Pedro Sánchez nos sigue
engañando. Pese a que desde La Moncloa se insiste en que este gobierno va a
aguantar hasta final de la legislatura, su portavoz, Isabel Celaá, ya nos ha
dado a entender que va a ser muy difícil acabar el mandato.
Pedro Sánchez consiguió su
gran sueño, ser presidente del Gobierno, y garantizarse una jubilación de lujo,
por lo que es evidente, en el campo estrictamente personal, ha triunfado. Otra
cosa es en el campo político, donde se ha convertido en un peligro para nuestra
sociedad.
Consiguió llegar al poder con
tan solo 84 diputados, y lo hizo, engañando a todos los que le apoyaron, pues
iba a contentar a todos, aunque sabía que no podría contentar a casi nadie.
Ante la mayoría de los españoles, su presidencia es legal, pero absolutamente
ilegítima. La ciudadanía no ha votado, no le ha votado, y él sabe perfectamente
que jamás le hará ganador.
Depende permanentemente de
los ultras de Podemos, y ni siquiera con ellos dispone de una mayoría suficiente,
pues depende de separatistas y proetarras. Las exigencias de los separatistas
catalanes, no las puede conceder aunque quiera, pues la ley lo impide.

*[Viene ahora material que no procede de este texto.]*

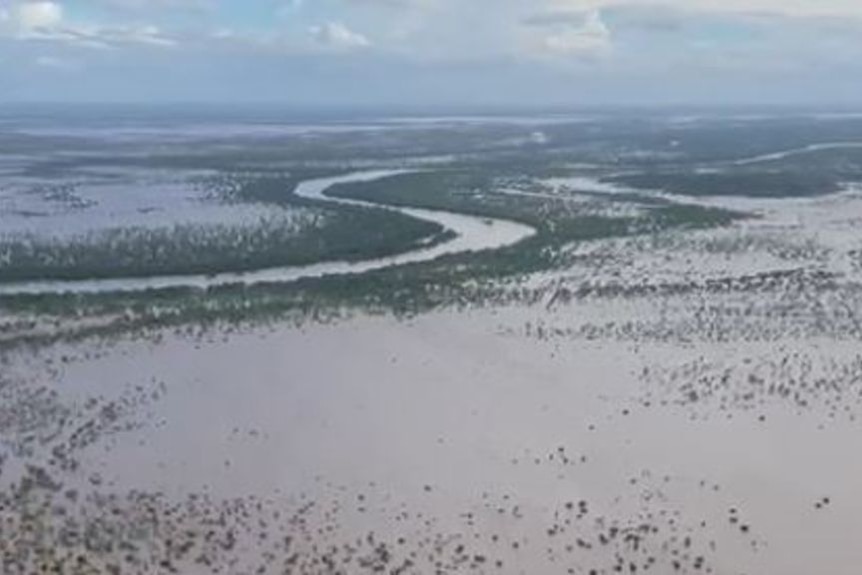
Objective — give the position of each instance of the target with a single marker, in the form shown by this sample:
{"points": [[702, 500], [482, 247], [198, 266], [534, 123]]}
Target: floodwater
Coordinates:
{"points": [[471, 234]]}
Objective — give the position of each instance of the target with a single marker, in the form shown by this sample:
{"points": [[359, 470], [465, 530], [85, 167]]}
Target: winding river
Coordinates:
{"points": [[471, 234]]}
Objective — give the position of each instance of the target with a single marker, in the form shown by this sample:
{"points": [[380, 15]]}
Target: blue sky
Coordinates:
{"points": [[426, 52]]}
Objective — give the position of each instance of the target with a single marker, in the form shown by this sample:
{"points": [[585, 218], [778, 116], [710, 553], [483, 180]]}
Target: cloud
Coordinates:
{"points": [[335, 35], [571, 34], [38, 15]]}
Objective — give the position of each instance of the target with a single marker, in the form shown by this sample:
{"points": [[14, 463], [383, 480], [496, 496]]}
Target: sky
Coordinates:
{"points": [[433, 52]]}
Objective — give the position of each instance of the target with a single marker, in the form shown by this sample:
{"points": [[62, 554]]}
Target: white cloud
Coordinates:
{"points": [[336, 35], [54, 63], [566, 36], [38, 15]]}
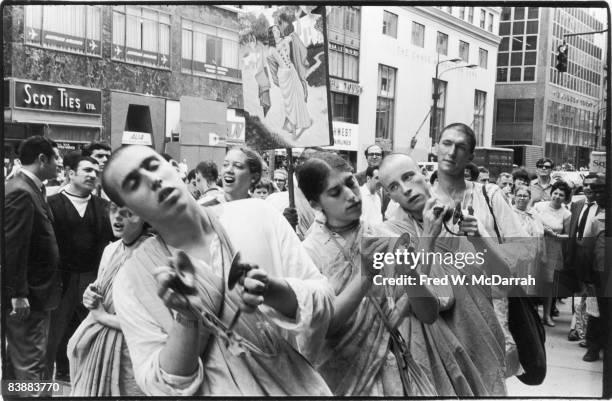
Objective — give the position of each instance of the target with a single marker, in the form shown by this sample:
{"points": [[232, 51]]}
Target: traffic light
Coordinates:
{"points": [[562, 58]]}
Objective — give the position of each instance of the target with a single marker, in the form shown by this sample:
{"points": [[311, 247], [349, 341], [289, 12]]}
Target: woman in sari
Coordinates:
{"points": [[99, 359], [241, 171], [358, 356], [463, 351]]}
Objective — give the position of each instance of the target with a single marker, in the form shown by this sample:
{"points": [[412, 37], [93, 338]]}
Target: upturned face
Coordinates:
{"points": [[235, 175], [340, 201], [401, 177], [148, 184], [85, 176], [453, 152]]}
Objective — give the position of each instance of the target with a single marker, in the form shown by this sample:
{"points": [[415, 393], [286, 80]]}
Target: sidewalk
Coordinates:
{"points": [[567, 374]]}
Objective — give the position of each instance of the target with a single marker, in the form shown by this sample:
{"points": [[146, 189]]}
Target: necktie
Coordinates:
{"points": [[583, 220]]}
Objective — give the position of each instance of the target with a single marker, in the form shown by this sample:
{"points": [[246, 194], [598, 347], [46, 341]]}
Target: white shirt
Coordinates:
{"points": [[79, 203], [370, 206], [263, 237]]}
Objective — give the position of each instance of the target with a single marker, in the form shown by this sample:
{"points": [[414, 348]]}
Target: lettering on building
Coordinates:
{"points": [[56, 98]]}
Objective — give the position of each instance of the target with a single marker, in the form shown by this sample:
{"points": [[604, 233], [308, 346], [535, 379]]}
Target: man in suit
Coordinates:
{"points": [[32, 288], [83, 230]]}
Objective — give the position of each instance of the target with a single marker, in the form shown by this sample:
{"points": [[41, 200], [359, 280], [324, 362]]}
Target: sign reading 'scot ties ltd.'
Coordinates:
{"points": [[29, 95]]}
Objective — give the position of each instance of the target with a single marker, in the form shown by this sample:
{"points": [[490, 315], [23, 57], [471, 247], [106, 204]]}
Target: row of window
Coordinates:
{"points": [[519, 13], [571, 82], [486, 21], [385, 105], [140, 35], [418, 39], [345, 18]]}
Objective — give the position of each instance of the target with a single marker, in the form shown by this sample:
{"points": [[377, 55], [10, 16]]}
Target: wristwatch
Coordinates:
{"points": [[186, 321]]}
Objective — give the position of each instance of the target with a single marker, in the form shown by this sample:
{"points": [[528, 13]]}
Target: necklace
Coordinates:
{"points": [[342, 229]]}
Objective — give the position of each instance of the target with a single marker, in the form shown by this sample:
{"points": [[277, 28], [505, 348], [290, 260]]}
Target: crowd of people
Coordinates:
{"points": [[121, 269]]}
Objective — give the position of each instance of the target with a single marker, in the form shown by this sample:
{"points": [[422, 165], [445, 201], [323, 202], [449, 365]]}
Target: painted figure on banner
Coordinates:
{"points": [[284, 77]]}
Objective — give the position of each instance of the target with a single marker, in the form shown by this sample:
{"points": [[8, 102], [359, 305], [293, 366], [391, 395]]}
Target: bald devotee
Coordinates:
{"points": [[468, 329], [182, 332]]}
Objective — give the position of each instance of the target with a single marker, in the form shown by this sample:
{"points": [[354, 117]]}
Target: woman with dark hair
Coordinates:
{"points": [[100, 363], [535, 230], [556, 221], [241, 171], [355, 358], [285, 72]]}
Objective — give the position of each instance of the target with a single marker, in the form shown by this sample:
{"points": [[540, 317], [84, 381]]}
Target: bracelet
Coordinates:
{"points": [[185, 321]]}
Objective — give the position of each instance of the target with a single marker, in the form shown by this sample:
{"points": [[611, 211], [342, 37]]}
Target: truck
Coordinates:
{"points": [[496, 160], [526, 155]]}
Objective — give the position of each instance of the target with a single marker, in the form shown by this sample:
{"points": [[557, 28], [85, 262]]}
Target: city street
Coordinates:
{"points": [[568, 375]]}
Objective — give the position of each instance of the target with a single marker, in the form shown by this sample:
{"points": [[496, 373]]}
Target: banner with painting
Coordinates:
{"points": [[284, 76]]}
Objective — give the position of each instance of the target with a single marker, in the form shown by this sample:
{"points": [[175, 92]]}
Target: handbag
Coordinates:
{"points": [[414, 381], [525, 326]]}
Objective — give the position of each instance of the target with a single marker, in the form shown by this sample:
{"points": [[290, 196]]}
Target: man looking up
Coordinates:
{"points": [[540, 187], [371, 197], [83, 230], [172, 352], [490, 215], [374, 156]]}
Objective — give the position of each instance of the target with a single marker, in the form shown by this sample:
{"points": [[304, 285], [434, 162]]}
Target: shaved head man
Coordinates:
{"points": [[402, 178]]}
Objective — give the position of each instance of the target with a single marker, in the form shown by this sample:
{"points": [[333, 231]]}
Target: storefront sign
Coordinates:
{"points": [[136, 138], [572, 99], [29, 95], [346, 136], [339, 85]]}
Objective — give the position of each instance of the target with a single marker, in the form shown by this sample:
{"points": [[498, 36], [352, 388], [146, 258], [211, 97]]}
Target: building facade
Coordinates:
{"points": [[343, 36], [405, 47], [167, 75], [538, 105]]}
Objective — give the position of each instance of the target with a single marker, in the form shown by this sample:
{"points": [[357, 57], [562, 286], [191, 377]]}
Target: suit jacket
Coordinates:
{"points": [[32, 253], [570, 251], [103, 231]]}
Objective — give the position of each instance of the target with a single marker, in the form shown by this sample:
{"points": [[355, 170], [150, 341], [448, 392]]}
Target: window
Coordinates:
{"points": [[518, 46], [343, 62], [385, 105], [464, 51], [141, 35], [480, 102], [209, 50], [515, 110], [440, 110], [506, 14], [345, 108], [389, 24], [442, 44], [483, 58], [71, 28], [418, 34]]}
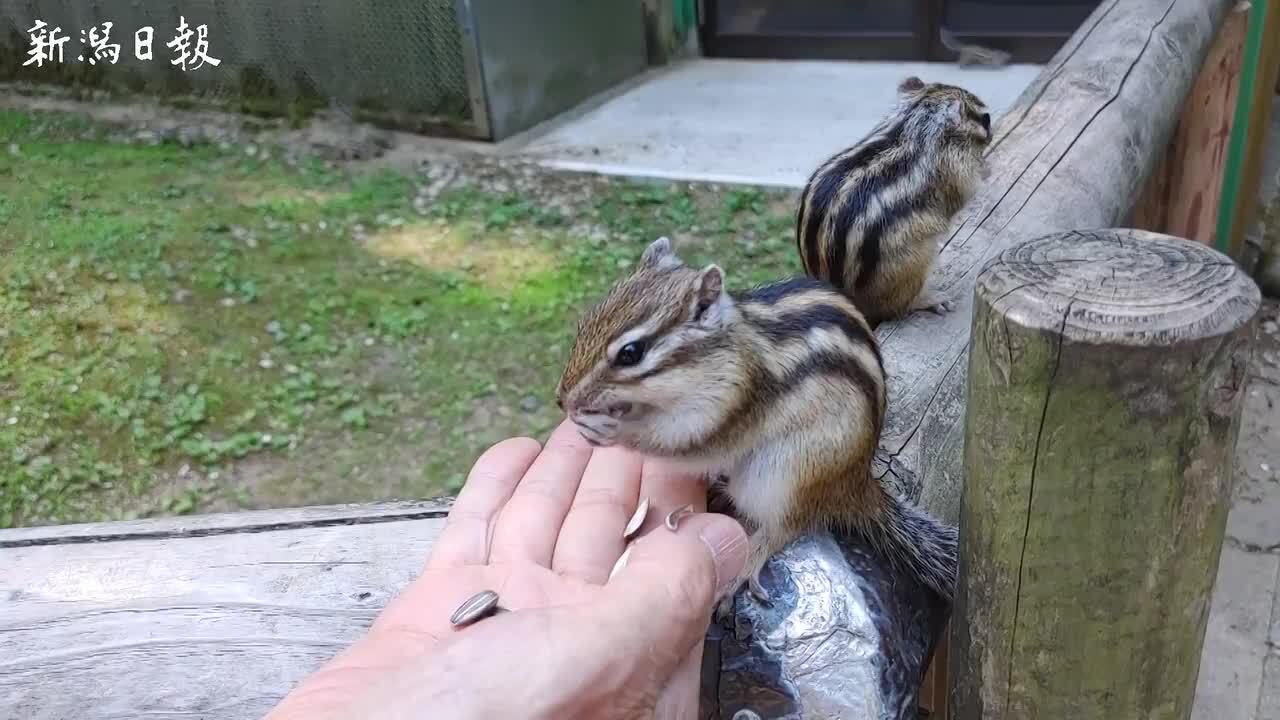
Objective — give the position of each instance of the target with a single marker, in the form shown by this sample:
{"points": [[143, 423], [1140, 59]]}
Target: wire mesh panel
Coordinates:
{"points": [[394, 62]]}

Los votos de Ciudadanos jamás
los tendrá, de hecho, la relación entre ambos partidos pasa por su peor momento,
y Ciudadanos nunca participará en un pacto a tres donde esté Podemos. Y lo
principal, al Partido Popular ha llegado Pedro Casado, y no va a mostrar ningún
tipo de debilidad, ni va a hacer ningún tipo de concesiones, de este nuevo PP
no va a recibir oxígeno para llevar a cabo sus perversos planes, eso seguro. Todo eso sumado, a que el PP tiene mayoría
en el Senado, nos lleva a que más pronto que tarde, y muy a su pesar, Sánchez
puede verse obligado a convocar elecciones.
Eso sí, Sánchez podrá contar
a sus nietos, que un día fue con un gran avión pagado por todos los españoles a
ver un concierto.

Estoy de acuerdo contigo! Muy cierto!